- Born: María Piedad Moscoso Serrano 1932 Sígsig Canton, Ecuador
- Died: November 13, 2010 (aged 77–78) Cuenca, Ecuador
- Resting place: Heritage Cemetery [es]
- Education: University of Cuenca
- Occupations: Educator, physician
- Awards: Matilde Hidalgo de Procel Award (2014)

= Piedad Moscoso =

Ecuadorian teacher, physician and feminist activist

María Piedad Moscoso Serrano (1932 – November 13, 2010) was an Ecuadorian teacher, physician, and feminist activist. She is remembered as a pioneer in the struggle for women's rights in Azuay Province.

==Biography==
Piedad Moscoso was born in Sígsig, Azuay Province in 1932. She completed her higher education at the University of Cuenca's Faculty of Medicine, where she graduated in 1956 as the first woman to obtain the title of doctor from that institution.

In her youth she was associated with left-wing personalities of the time, putting up Che Guevara at her house during his passage through Ecuador to Mexico, and becoming close to communist Nela Martínez and Manuel Agustín Aguirre, among others. Eventually she would define herself as an anarchist.

She worked as a teacher in several schools in Azuay, including Manuela Garaicoa, Manuel J. Calle, and Camverino Javeriano.

During her life she was involved with social struggles for the rights of workers, against the military dictatorships and the social repression of the León Febres Cordero government. Her struggle for women's rights led her to found the March 8 movement in 1975, considered the first feminist organization in Azuay.

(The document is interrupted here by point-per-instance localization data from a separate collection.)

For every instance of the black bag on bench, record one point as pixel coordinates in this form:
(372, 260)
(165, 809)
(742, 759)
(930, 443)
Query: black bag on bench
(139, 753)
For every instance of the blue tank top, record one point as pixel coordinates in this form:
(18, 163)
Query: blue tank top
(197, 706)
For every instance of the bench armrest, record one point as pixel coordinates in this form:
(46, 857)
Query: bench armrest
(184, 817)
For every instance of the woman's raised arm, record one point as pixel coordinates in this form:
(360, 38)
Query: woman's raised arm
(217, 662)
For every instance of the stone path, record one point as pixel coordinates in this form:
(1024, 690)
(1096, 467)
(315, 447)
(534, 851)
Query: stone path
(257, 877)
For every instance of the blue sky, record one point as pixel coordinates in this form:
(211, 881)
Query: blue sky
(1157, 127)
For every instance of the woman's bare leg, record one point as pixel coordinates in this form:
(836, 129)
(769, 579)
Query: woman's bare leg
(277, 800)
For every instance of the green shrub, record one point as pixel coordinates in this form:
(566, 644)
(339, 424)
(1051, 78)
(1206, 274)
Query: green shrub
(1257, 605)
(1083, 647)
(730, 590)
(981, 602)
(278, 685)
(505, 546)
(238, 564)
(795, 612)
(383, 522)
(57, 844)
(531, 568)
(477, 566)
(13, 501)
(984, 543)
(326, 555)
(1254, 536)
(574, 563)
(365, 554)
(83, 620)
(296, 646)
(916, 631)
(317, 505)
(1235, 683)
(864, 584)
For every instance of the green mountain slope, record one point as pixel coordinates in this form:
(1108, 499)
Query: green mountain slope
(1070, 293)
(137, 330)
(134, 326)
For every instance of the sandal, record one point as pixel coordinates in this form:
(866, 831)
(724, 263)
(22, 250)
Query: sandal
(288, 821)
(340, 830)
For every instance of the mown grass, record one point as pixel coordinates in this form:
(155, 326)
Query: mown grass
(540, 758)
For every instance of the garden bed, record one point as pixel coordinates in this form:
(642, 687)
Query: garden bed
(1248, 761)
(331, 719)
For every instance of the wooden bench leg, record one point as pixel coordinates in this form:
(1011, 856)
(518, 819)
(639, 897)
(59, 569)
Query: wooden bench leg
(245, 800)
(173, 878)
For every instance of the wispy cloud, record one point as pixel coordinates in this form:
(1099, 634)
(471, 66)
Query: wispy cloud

In 1977, she founded the Women's Broad Front, a national political organization that brought together progressive women of the left. She was also a founding member of the Azuay Women's Network.

Piedad Moscoso died on November 13, 2010. Years later her remains were transferred to the Heritage Cemetery of Cuenca's park of illustrious figures. Her headstone is inscribed with the phrase "Symbol of commitment and struggle for equity and social justice", and her grave is alongside that of socialist politician Guadalupe Larriva.

In October 2014, Moscoso was posthumously declared an Illustrious Woman by the Cantonal Council of Cuenca for her struggle for women's rights. In 2016 she received the Matilde Hidalgo de Procel Award from the National Assembly of Ecuador.